Legal protection mechanisms begin to operate only when there is a desire to bring the insider to justice, without fear that the business reputation and stable operation of the company will suffer.
The role of administrative measures
In any organization, there are rules and regulations developed in order to structure the work of the company. The creation of such a set of rules for working at a computer can eliminate many risks or prevent them from occurring. In some cases, the development of internal policies will become mandatory.
For example, a personal data operator, based on the norms of the law on personal data and government decrees, will need to prepare:
- Personal data processing policy.
- List of persons who have access to information.

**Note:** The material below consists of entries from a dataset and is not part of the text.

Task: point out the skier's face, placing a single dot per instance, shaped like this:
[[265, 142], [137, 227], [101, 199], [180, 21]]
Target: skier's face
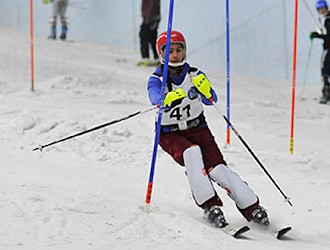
[[322, 11], [176, 53]]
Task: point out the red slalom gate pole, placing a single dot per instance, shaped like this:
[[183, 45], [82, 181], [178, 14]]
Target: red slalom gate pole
[[294, 68], [31, 45]]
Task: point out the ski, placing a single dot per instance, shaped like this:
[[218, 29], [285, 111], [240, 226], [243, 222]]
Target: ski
[[278, 232], [281, 232], [235, 232]]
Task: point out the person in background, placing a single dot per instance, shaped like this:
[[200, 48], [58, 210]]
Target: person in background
[[148, 31], [323, 11], [186, 136], [59, 9]]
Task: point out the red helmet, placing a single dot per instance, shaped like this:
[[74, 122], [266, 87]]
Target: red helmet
[[176, 37]]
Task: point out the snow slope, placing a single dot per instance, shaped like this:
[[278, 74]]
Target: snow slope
[[89, 192]]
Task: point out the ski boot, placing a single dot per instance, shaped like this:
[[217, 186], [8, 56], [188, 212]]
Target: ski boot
[[326, 95], [259, 216], [215, 216], [52, 32], [63, 32]]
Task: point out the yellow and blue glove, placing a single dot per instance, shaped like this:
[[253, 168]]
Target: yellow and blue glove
[[203, 85], [174, 98]]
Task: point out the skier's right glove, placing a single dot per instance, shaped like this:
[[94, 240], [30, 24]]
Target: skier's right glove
[[174, 98], [203, 85], [313, 35]]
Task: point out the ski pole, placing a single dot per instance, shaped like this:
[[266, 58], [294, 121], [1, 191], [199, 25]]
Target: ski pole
[[306, 69], [286, 199], [160, 113], [41, 147]]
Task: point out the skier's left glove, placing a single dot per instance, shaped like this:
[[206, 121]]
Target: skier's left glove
[[203, 85], [174, 98]]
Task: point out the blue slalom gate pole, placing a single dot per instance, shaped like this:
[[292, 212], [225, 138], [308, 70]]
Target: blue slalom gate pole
[[161, 104], [228, 69]]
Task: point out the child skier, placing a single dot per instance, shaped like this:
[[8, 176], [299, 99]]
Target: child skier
[[323, 10], [59, 9], [186, 137]]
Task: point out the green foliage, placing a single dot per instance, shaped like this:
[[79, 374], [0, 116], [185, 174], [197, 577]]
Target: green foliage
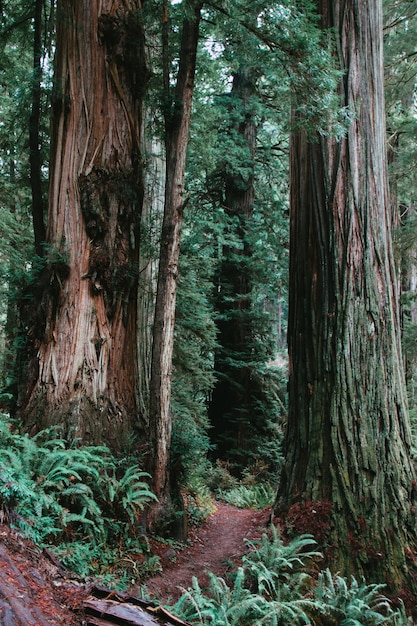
[[274, 588], [70, 496], [257, 496], [353, 604]]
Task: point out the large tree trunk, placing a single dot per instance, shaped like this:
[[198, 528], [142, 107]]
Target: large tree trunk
[[83, 373], [35, 156], [348, 475], [177, 123]]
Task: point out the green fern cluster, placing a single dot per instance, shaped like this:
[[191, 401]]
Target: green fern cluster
[[256, 496], [274, 588], [57, 493]]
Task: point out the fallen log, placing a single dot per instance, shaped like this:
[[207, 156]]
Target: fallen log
[[104, 607]]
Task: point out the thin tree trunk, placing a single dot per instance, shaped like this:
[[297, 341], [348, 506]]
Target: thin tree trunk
[[177, 123], [83, 365], [348, 474]]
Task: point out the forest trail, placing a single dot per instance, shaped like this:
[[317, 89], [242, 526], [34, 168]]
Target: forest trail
[[216, 546], [35, 591]]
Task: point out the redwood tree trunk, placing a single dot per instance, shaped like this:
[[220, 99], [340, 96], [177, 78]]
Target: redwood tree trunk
[[35, 157], [177, 123], [83, 364], [231, 408], [348, 475]]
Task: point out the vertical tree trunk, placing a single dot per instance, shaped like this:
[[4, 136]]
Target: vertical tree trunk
[[348, 474], [177, 123], [83, 364], [35, 158], [231, 407]]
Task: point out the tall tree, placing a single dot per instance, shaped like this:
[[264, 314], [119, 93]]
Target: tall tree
[[348, 470], [231, 406], [35, 156], [82, 367], [177, 113]]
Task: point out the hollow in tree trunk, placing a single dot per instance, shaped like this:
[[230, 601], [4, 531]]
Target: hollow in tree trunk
[[82, 317]]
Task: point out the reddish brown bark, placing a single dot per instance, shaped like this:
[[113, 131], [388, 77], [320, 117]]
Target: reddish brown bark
[[348, 438], [177, 123], [84, 369]]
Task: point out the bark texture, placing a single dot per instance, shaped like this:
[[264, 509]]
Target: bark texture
[[177, 124], [83, 374], [348, 474]]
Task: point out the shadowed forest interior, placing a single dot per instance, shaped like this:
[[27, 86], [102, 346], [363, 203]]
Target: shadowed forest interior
[[208, 294]]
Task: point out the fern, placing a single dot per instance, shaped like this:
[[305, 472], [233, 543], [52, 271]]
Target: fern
[[354, 604], [131, 492], [276, 567]]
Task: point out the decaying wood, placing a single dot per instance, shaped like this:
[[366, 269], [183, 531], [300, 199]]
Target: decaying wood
[[25, 599], [104, 607]]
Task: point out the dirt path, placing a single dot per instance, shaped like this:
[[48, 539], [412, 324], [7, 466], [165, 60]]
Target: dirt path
[[217, 546]]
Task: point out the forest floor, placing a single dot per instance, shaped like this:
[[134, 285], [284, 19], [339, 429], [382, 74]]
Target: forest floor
[[35, 590], [216, 546]]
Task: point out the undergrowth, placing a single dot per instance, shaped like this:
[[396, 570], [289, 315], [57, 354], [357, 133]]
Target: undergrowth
[[81, 501], [275, 586]]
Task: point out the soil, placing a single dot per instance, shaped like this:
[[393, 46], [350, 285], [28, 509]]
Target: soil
[[35, 589], [216, 546]]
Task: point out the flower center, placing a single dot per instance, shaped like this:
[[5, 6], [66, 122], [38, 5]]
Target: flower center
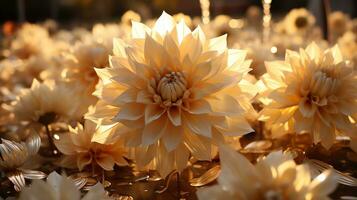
[[172, 86], [301, 22]]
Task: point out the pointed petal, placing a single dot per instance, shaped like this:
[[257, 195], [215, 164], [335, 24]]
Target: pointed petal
[[153, 131], [131, 111], [153, 112], [33, 174], [172, 137], [18, 179]]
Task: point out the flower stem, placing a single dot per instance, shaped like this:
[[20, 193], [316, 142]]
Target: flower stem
[[178, 185], [50, 139]]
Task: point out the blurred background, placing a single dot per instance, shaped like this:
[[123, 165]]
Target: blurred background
[[68, 12]]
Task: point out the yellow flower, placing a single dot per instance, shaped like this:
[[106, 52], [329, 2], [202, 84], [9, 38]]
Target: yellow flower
[[129, 16], [80, 149], [60, 187], [338, 23], [46, 102], [186, 18], [313, 91], [298, 21], [175, 91], [31, 40], [15, 160], [276, 176]]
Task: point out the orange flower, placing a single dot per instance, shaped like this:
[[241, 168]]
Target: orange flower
[[312, 91], [275, 176], [80, 149], [171, 92]]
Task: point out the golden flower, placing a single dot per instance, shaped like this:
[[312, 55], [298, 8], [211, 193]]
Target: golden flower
[[187, 19], [80, 62], [275, 176], [298, 21], [313, 91], [60, 187], [129, 16], [31, 40], [80, 149], [15, 160], [338, 23], [46, 102], [175, 91], [254, 15]]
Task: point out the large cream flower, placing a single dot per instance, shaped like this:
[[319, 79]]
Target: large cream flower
[[313, 91], [80, 149], [60, 187], [276, 176], [175, 91]]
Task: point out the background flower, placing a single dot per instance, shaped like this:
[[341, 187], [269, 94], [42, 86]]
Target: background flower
[[80, 150], [312, 91], [16, 160], [273, 177], [60, 187]]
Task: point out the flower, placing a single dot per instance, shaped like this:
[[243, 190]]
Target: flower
[[298, 21], [348, 46], [15, 160], [275, 176], [129, 16], [313, 91], [80, 149], [60, 187], [31, 40], [338, 23], [170, 92], [46, 102]]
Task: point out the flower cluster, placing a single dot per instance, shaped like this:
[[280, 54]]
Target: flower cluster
[[173, 95]]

- Standard consent to processing.
- But in addition to the mandatory set of rules, many companies are developing:
- Information security policy and rules for working at the computer.
- Principles of working on the Internet.
- Principles of working with material media.
- Standards for assigning information to a particular security class.
Employees get acquainted with all the documents against signature, only this will allow them to subsequently be held accountable for violating computer security rules.
Additionally, norms on compliance with regulations and preservation of trade secrets are included in labor contracts with employees and contracts with suppliers and contractors. Often, the most critical information leaks occur when it is transferred to the service provider or to cloud storage systems.
When working on a computer, an ordinary user is faced with the only technical means of protecting information, namely anti-virus protection. IT departments of the corporation are dealing with a significantly wider set of technical tools designed to ensure information security. It:
- cryptographic protection tools used to encrypt data on a computer and outgoing traffic;
- programs that allow you to convert confidential data into graphic or sound form;
- SIEM systems ;
- DLP systems that guarantee the interception of any attempts to transmit confidential information by e-mail, using instant messengers or social networks, print a document, make a screen from a computer screen or copy data to removable media;
Additionally, the problem of using hardware is solved. An information system architecture is being installed that minimizes the risks of information leakage during its transfer, and a two-factor system for protecting a computer with passwords is being installed. The second password is set at the BIOS level. But passwords don't always solve the problem. Some manufacturers of foreign motherboards set the function of entering a single password to enter the system. A mandatory step will be to back up data that may be lost in the event of a technical failure, user error or hacker attack.
The entire set of information protection tools is designed to ensure computer security at a high level, even without the need to spend significant resources on solving this problem.